SimpleChains.jl
only supports simple chains, but it intends to be fast for small problems on the CPU.
Currently, valgrad!
is the only means of extracting gradient information.
using SimpleChains, BenchmarkTools
# 24 covariates each per 200 observations
x = rand(24, 200); # 24 inputs per 200 observations
# 2 responses each per 200 observations
y = Matrix{Float64}(undef, 2, 200) .= randn.() .* 10;
schain = SimpleChain(
static(24), # input dimension (optional)
TurboDense{true}(tanh, 8), # dense layer with bias that maps to 8 outputs and applies `tanh` activation
SimpleChains.Dropout(0.2), # dropout layer
TurboDense{false}(identity, 2), # dense layer without bias that maps to 2 outputs and `identity` activation
SquaredLoss(y)
);
p = SimpleChains.init_params(schain)
g = similar(p);
# Entirely in place evaluation
@benchmark valgrad!($g, $schain, $x, $p) # dropout active
For comparison, using Flux, we would write:
using Flux
chain = Chain(
Dense(24, 8, tanh; bias = true),
Flux.Dropout(0.2),
Dense(8, 2, identity; bias = false)
);
chain.layers[2].active = true # activate dropout
ya = Array(y);
@benchmark gradient(Flux.params($chain)) do
Flux.mse($chain($x), $ya)
end
Benchmark results:
julia> @benchmark valgrad!($g, $schain, $x, $p) # dropout active
BechmarkTools.Trial: 10000 samples with 6 evaluations.
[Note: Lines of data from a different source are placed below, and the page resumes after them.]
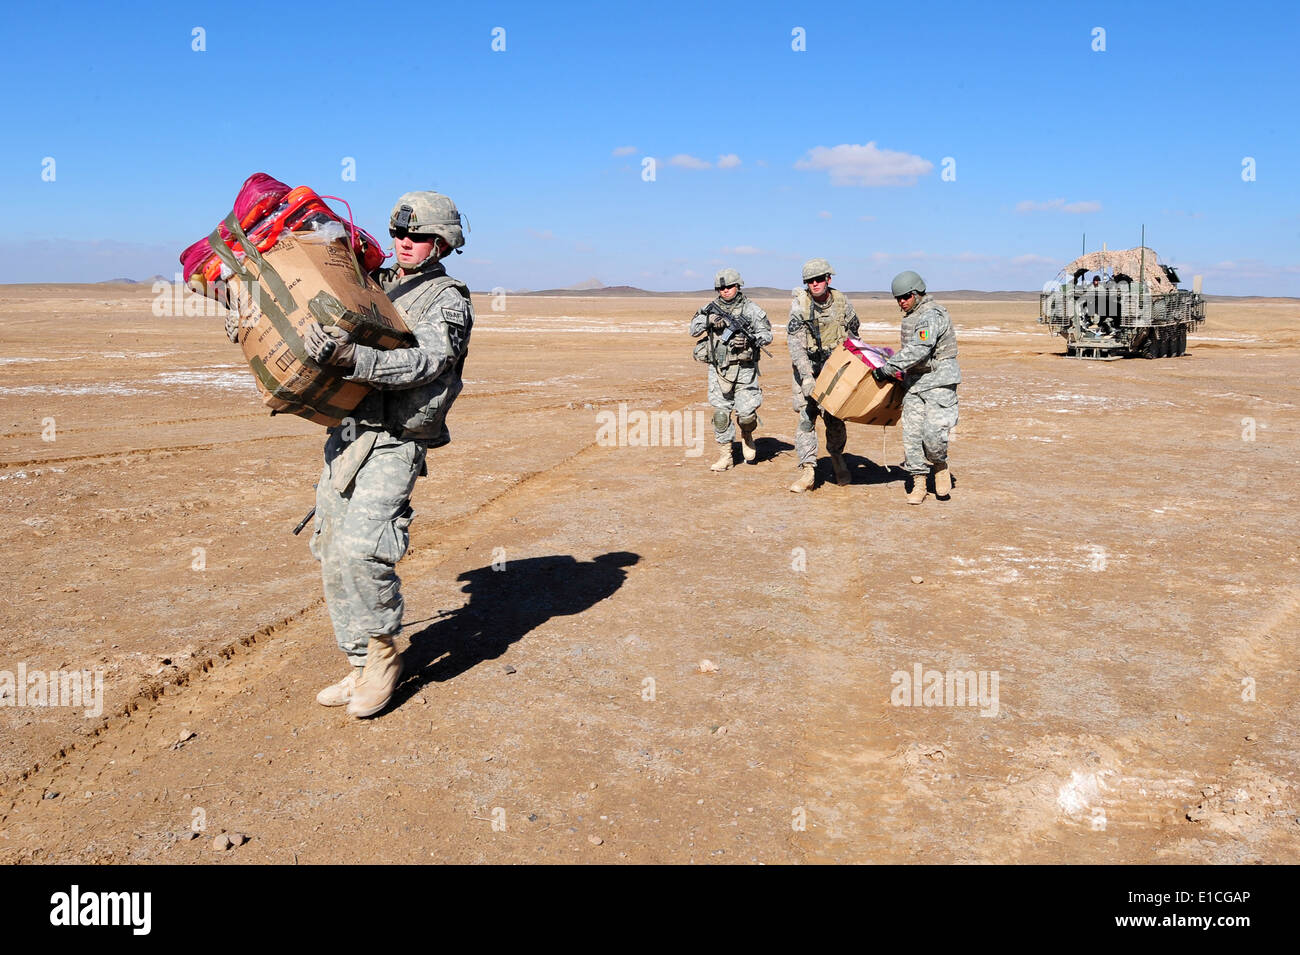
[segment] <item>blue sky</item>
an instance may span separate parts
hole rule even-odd
[[[1300,295],[1293,5],[123,9],[7,12],[0,282],[171,275],[265,171],[380,235],[446,192],[476,289],[789,287],[814,255],[1028,289],[1145,224],[1185,282]]]

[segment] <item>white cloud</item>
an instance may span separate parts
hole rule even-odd
[[[934,168],[934,163],[911,153],[878,149],[875,142],[860,146],[814,146],[794,164],[796,169],[825,170],[832,186],[911,186],[917,177]]]
[[[531,235],[534,239],[544,239],[547,242],[555,238],[555,233],[552,232],[550,229],[543,229],[540,232],[536,229],[529,229],[528,234]]]
[[[754,245],[738,245],[734,248],[724,246],[722,251],[727,255],[764,255],[765,250]]]
[[[876,221],[876,217],[875,217],[875,216],[858,216],[858,221],[859,221],[859,222],[875,222],[875,221]]]
[[[1100,212],[1101,203],[1095,199],[1087,202],[1066,202],[1064,199],[1049,199],[1046,202],[1034,202],[1032,199],[1025,199],[1016,203],[1017,212]]]
[[[696,272],[694,269],[683,269],[683,270],[682,270],[682,275],[685,276],[685,277],[688,278],[688,279],[698,278],[698,277],[699,277],[699,274],[700,274],[700,273],[699,273],[699,272]]]
[[[718,157],[719,169],[735,169],[740,165],[740,157],[735,153],[726,153]]]
[[[817,218],[818,218],[818,219],[829,219],[830,217],[831,217],[831,214],[830,214],[829,212],[827,212],[825,209],[823,209],[821,212],[817,213]]]
[[[670,166],[680,166],[683,169],[711,169],[713,164],[708,160],[700,159],[698,156],[688,156],[686,153],[678,153],[672,159],[668,160]]]
[[[636,152],[635,146],[618,146],[610,154],[612,156],[631,156]]]

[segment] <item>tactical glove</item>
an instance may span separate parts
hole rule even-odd
[[[356,364],[357,347],[348,340],[348,333],[337,325],[321,328],[312,322],[303,336],[303,345],[319,365],[351,367]]]
[[[804,396],[805,398],[811,398],[811,397],[812,397],[813,387],[814,387],[816,384],[817,384],[817,382],[816,382],[816,380],[813,379],[813,378],[805,378],[803,381],[799,382],[799,387],[803,389],[803,396]]]
[[[898,381],[898,379],[895,378],[890,370],[884,365],[881,365],[879,368],[871,369],[871,377],[876,379],[876,381],[880,382],[882,385],[888,384],[891,381]]]
[[[236,345],[239,344],[239,326],[241,324],[242,321],[239,317],[239,313],[227,309],[226,310],[226,337],[229,338]]]
[[[710,315],[709,327],[712,328],[715,332],[720,332],[727,327],[727,323],[725,320],[723,320],[717,315]]]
Range (min … max): 5.274 μs … 33.075 μs ┊ GC (min … max): 0.00% … 0.00%
Time (median): 5.657 μs ┊ GC (median): 0.00%
Time (mean ± σ): 5.646 μs ± 349.777 ns ┊ GC (mean ± σ): 0.00% ± 0.00%
Memory estimate: 0 bytes, allocs estimate: 0.
julia> @benchmark gradient(Flux.params($chain)) do
Flux.mse($chain($x), $ya)
end
BechmarkTools.Trial: 10000 samples with 1 evaluations.
Range (min … max): 83.674 μs … 4.865 ms ┊ GC (min … max): 0.00% … 93.21%
Time (median): 96.430 μs ┊ GC (median): 0.00%
Time (mean ± σ): 106.897 μs ± 197.689 μs ┊ GC (mean ± σ): 7.96% ± 4.22%
Memory estimate: 182.55 KiB, allocs estimate: 316.